How an IoT Company Revolutionises Soil Moisture Monitoring for the Construction Industry: The case of Silverlight Ltd.

Published on by Ana Grossmann

Soil moisture sensors have been developed using communication protocols introduced in the 80s. At this time, these sensors were usually read out by dataloggers and the data was either extracted manually or later transmitted using cellular technologies. With the rise of low power transmission technologies like LoRaWAN, the sensor data has been made available at a very low hardware cost, making big hardware installations obsolete.

Using state-of-the-art cloud technologies, the soil moisture can be analyzed and combined with other related data like weather conditions to provide additional value for the people working at the spot where the sensors are placed.

Silverlight’s aim was to facilitate the work at construction sites, allow for more accurate predictions or to schedule harvest operations at agriculture farms. This massively reduces the amount of manual fieldwork previously necessary. This is to protect the integrity of the soil as a valuable resource, as dictated by Swiss law.

How is it done?

Silverlight uses the tensIoT sensors (a tensiometer equipped with a radio unit) to measure the suction pressure of the soil. The value mentioned can be defined as the “complex energy state created by the interaction between the soil, water and air present in the soil”. This creates negative pressure. Simply put, it is the amount of water that the soil can absorb.
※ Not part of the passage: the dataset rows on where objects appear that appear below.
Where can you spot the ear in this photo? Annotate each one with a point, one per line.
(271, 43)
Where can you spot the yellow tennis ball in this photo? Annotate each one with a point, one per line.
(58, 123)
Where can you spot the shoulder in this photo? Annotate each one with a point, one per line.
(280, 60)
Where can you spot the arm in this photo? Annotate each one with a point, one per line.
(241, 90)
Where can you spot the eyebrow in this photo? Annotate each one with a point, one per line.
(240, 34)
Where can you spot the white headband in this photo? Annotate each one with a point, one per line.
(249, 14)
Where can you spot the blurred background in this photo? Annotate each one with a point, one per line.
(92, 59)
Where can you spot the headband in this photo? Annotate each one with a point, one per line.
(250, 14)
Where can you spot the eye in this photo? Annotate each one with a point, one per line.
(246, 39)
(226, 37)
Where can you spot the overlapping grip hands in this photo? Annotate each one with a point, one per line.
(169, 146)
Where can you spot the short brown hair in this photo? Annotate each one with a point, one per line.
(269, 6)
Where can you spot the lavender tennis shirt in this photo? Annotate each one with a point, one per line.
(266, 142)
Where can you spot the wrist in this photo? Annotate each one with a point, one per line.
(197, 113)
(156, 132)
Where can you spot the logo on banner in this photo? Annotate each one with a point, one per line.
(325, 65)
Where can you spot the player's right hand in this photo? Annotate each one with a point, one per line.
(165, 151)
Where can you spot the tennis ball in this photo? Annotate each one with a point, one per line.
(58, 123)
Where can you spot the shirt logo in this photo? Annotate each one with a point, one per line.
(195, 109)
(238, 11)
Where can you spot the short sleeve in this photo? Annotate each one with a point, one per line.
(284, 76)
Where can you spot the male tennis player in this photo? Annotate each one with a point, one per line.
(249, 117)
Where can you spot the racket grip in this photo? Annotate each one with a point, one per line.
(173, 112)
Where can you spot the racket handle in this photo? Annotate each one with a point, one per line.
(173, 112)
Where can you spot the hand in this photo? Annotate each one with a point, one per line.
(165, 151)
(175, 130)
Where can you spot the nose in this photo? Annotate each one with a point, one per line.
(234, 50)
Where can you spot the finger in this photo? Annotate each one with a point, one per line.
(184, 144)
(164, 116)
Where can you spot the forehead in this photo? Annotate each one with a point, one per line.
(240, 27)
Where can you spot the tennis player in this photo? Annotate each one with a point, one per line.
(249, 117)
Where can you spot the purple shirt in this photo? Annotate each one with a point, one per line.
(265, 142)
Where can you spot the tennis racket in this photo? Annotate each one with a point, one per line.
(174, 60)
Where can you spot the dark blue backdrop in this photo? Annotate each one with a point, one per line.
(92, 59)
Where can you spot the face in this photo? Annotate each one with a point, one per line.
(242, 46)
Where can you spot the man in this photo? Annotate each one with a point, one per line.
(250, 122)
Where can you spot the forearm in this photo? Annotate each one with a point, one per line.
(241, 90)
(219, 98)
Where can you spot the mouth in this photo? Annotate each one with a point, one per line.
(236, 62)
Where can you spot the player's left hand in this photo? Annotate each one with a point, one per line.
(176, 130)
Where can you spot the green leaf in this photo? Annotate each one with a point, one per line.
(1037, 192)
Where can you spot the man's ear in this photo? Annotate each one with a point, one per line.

Those sensors are buried at two heights inside the soil. At around 20cm lays the topsoil and at 35cm is the subsoil. The measurements are taken at different depths because the two layers absorb water differently.

Silverlight Logo

A novel remote metering solution for the construction industry

The company works primarily for the construction industry. For each measurement on construction sites, it is recommended to install five tensiometers on an area of 2 square meters and take the median value of the measurements. The tensiometric measurement indicates from which moisture conditions the soil can be driven on, without the construction vehicles producing significant damages causing infertility. The result of the measurement allows determining whether the intervention is allowed or to be avoided and, if necessary, to indicate the method of moving the soil and the type of machine allowed (see recommendations from the Swiss Bundesamt für Umwelt).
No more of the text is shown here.